Niente Taglio di Stipendio al Rientro dalle Ferie: la Novità per Infermieri, OSS e Personale Sanitario

Per molti infermieri, OSS e in generale componenti del personale sanitario, il rientro dalle ferie potrebbe portare una sorpresa in busta paga. Il motivo non è necessariamente un nuovo aumento dello stipendio, ma una novità contenuta nell’ipotesi di rinnovo del CCNL Sanità Pubblica 2025-2027 che interviene proprio sul trattamento economico durante il periodo di ferie.

La questione riguarda soprattutto le indennità legate ai turni e alle particolari condizioni di lavoro, che rappresentano una parte importante della retribuzione di chi lavora negli ospedali e nelle strutture sanitarie.

Ferie, la busta paga non dovrebbe perdere le indennità

Per infermieri, OSS, tecnici e altro personale del comparto Sanità, lo stipendio non è composto soltanto dalla paga base. In busta paga possono infatti comparire diverse indennità e voci accessorie legate, ad esempio, al lavoro su turni e alle particolari condizioni in cui viene svolta l’attività.

L’ipotesi di rinnovo firmata il 29 luglio 2026 da ARAN e organizzazioni sindacali interviene proprio su questo punto.

La nuova disciplina punta a garantire il mantenimento delle indennità e della retribuzione accessoria durante le ferie, evitando che il periodo di riposo comporti una riduzione del trattamento economico. Per chi è appena rientrato dalle ferie, quindi, il confronto con le buste paga dei mesi precedenti potrebbe mostrare una differenza meno marcata di quanto ci si potrebbe aspettare.

Infermieri, indennità di turno anche durante le ferie

Il punto centrale riguarda le componenti della retribuzione collegate all’organizzazione del lavoro. Chi svolge regolarmente turni, comprese le attività distribuite in condizioni particolari, può avere una busta paga composta da stipendio tabellare e diverse indennità. L’obiettivo della nuova disciplina è fare in modo che il godimento delle ferie non si traduca in una penalizzazione economica.

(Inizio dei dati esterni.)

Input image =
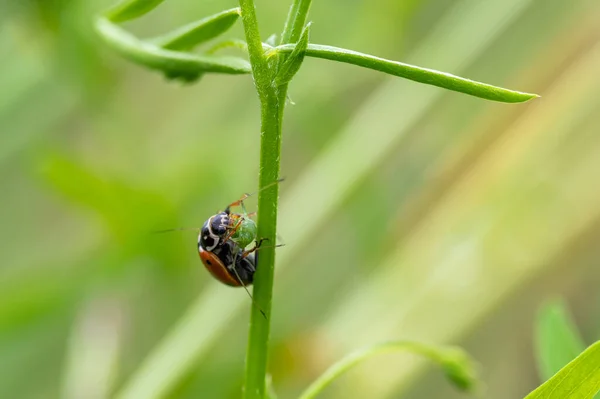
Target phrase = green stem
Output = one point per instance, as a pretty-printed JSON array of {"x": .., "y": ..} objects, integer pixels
[
  {"x": 272, "y": 101},
  {"x": 270, "y": 149},
  {"x": 295, "y": 21}
]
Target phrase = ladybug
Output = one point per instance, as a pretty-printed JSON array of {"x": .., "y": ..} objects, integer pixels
[{"x": 228, "y": 263}]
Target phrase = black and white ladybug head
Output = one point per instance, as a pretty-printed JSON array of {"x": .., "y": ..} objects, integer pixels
[{"x": 213, "y": 230}]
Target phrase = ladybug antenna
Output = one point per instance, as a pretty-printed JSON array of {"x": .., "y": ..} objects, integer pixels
[
  {"x": 248, "y": 292},
  {"x": 240, "y": 202},
  {"x": 175, "y": 229}
]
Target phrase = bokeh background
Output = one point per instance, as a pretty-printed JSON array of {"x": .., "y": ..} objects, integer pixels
[{"x": 408, "y": 211}]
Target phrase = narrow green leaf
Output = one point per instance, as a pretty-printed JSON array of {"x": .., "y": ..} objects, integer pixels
[
  {"x": 292, "y": 63},
  {"x": 557, "y": 339},
  {"x": 174, "y": 64},
  {"x": 418, "y": 74},
  {"x": 579, "y": 379},
  {"x": 131, "y": 9},
  {"x": 457, "y": 365},
  {"x": 190, "y": 35}
]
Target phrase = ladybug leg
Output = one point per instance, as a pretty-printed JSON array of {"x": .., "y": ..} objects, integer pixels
[
  {"x": 233, "y": 230},
  {"x": 258, "y": 246},
  {"x": 239, "y": 202}
]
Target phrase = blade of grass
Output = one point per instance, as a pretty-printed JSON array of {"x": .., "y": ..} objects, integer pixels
[
  {"x": 205, "y": 319},
  {"x": 457, "y": 365},
  {"x": 171, "y": 62},
  {"x": 579, "y": 379},
  {"x": 557, "y": 339},
  {"x": 412, "y": 72},
  {"x": 131, "y": 9},
  {"x": 431, "y": 279},
  {"x": 195, "y": 33}
]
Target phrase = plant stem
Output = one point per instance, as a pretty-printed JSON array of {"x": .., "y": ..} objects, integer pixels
[
  {"x": 272, "y": 101},
  {"x": 270, "y": 149}
]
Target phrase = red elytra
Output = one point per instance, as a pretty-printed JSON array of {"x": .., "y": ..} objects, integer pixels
[{"x": 217, "y": 269}]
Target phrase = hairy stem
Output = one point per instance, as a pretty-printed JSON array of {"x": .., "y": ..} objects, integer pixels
[
  {"x": 272, "y": 101},
  {"x": 270, "y": 149}
]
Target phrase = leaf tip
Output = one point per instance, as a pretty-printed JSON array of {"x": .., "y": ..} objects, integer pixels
[{"x": 460, "y": 369}]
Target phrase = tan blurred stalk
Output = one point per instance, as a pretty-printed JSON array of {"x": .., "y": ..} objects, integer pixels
[
  {"x": 333, "y": 175},
  {"x": 516, "y": 210}
]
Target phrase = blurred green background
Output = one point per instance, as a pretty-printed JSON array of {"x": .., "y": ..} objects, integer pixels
[{"x": 408, "y": 211}]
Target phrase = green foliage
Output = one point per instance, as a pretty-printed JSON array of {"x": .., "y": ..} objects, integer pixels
[
  {"x": 293, "y": 61},
  {"x": 418, "y": 74},
  {"x": 131, "y": 9},
  {"x": 271, "y": 86},
  {"x": 195, "y": 33},
  {"x": 579, "y": 379},
  {"x": 557, "y": 339},
  {"x": 457, "y": 365}
]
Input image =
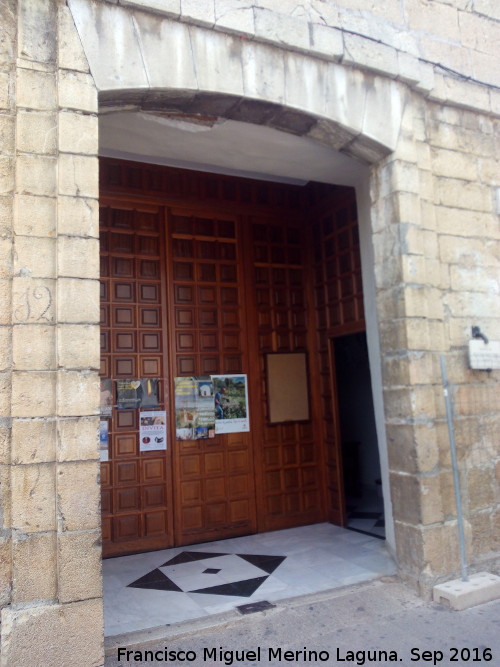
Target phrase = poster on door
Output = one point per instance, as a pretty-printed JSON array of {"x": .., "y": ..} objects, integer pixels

In altre parole, il lavoratore non dovrebbe trovarsi con una retribuzione significativamente più bassa soltanto perché ha utilizzato il proprio diritto alle ferie.

È una questione particolarmente importante per il personale sanitario, visto che le indennità legate ai turni possono incidere in modo concreto sull’importo complessivo della busta paga.

Il nuovo CCNL Sanità non riguarda solo le ferie

La tutela economica durante le ferie è soltanto una delle novità contenute nell’ipotesi di rinnovo del CCNL Sanità Pubblica 2025-2027. Il testo prevede anche aumenti della retribuzione tabellare, incrementi di alcune indennità professionali, modifiche alle indennità riconosciute in particolari unità operative e novità relative agli incarichi professionali e organizzativi.

Sono inoltre previsti interventi sull’orario di lavoro e un aggiornamento dei profili professionali.

Il rinnovo interessa oltre mezzo milione di lavoratori del comparto e riguarda quindi non soltanto gli infermieri, ma anche OSS, tecnici, personale amministrativo e le altre figure comprese nel contratto.

Quando entrerà in vigore la nuova tutela per infermieri e OSS

C’è però un aspetto da non dimenticare. Quello firmato il 29 luglio 2026 è ancora un’ipotesi di contratto e non il CCNL definitivo. Prima dell’entrata in vigore sarà necessario completare l’iter previsto per i contratti del pubblico impiego, con i controlli e gli adempimenti necessari fino alla sottoscrizione definitiva.

La nuova disciplina sulle ferie, quindi, diventerà operativa secondo le modalità e i tempi che saranno stabiliti dal testo definitivo. Per il personale sanitario, tuttavia, la novità rappresenta un passaggio importante: il periodo di ferie non dovrebbe più tradursi in una perdita delle componenti accessorie della retribuzione, con effetti particolarmente rilevanti per chi svolge attività su turni.

Per chi sta tornando al lavoro dopo le ferie estive, dunque, vale la pena controllare attentamente la busta paga: oltre agli eventuali aumenti previsti dal rinnovo, saranno proprio indennità e voci accessorie a determinare una parte significativa dell’importo finale.